Chapter 7 Jun 27–July 3: Linear and logistic regression for predictive analytics

This week, our goals are to…

Grasp the similarities between traditional and PA (predictive analytics) uses of regression, especially the separation of training and testing data, training a model with training data, and then plugging testing data into the regression equation.
Recognize how linear and logistic regression can be used for supervised machine learning.
Brainstorm about final project research question and methods.
Evaluate policy implications of PA research.

7.1 Regression and classification in supervised machine learning

This chapter (and the majority of the rest of this textbook) is entirely related to supervised machine learning. Within supervised machine learning, we typically need to conduct either regression or classification, depending on what exactly we are trying to predict.

What is the difference between regression and classification?

Regression refers to a predictive model that predicts a numeric variable. For example, if you want to predict a student’s test score or how many grams of ice cream a person eats each day, you will need to use regression.
Classification refers to a predictive model that predicts a categorical variable. For example, if you want to predict whether a student will be admitted or not to an educational program or a person’s favorite ice cream flavor, you will need to use classification.
Both regression and classification are supervised machine learning methods.

This reference table further points out differences and similarities:

Type of model	Dependent variable	Dependent variable examples	Methods examples
regression	numeric	test scores, stock prices, how fast somebody can run a mile, how many potatoes somebody will purchase at the store	linear regression, k-nearest neighbors regression, random forest regression, neural network regression, many others
classification	categorical	favorite ice cream flavor, admissions decision (yes or no), whether or not someone buys a product (yes or no), political party.	logistic regression, k-nearest neighbors classification, random forest classification, neural network classification, many others

Notes:

Many types of machine learning work for both regression and classification.
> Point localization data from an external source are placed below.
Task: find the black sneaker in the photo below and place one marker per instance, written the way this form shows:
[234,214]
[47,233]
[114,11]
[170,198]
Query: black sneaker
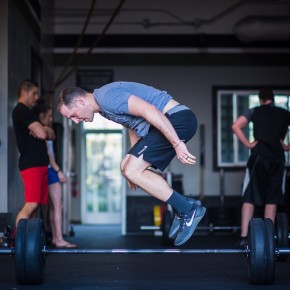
[188,224]
[242,243]
[178,218]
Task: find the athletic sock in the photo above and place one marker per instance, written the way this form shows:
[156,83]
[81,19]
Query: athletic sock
[179,203]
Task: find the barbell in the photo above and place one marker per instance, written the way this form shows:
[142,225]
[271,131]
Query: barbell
[30,251]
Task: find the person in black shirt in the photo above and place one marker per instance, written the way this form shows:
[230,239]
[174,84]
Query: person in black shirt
[264,178]
[33,159]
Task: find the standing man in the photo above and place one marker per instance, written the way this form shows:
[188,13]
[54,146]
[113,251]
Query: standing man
[264,182]
[33,159]
[159,128]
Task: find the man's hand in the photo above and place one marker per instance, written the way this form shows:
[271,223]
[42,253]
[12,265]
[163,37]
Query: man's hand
[183,154]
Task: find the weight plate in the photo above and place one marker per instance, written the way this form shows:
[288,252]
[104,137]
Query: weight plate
[257,257]
[281,229]
[270,251]
[19,257]
[34,258]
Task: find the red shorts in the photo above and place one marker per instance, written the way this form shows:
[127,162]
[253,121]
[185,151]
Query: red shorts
[35,184]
That’s why many methods appear in both the regression and classification sections of the table above.
Confusingly, even though logistic regression has the word “regression” in its name, it is used for classification and not regression, in this context.

7.2 Using linear and logistic regression for predictive analytics

Please watch the following videos which demonstrate how regression methods can be used to conduct supervised machine learning:

Linear Regression in R. Linear Regression in R With Example. Data Science Algorithms. Simplilearn. https://www.youtube.com/watch?v=2Sb1Gvo5si8. Watch at the YouTube link or embedded below.

Logistic Regression in R. Logistic Regression in R Example. Data Science Algorithms. Simplilearn. https://www.youtube.com/watch?v=XycruVLySDg. Watch at the YouTube link or embedded below.

We will now turn our attention to some examples in which linear and logistic regressions have been applied.

7.3 Scholarship involving linear and logistic regression

Below, we will see an example in which linear and logistic regression have been used for supervised machine learning.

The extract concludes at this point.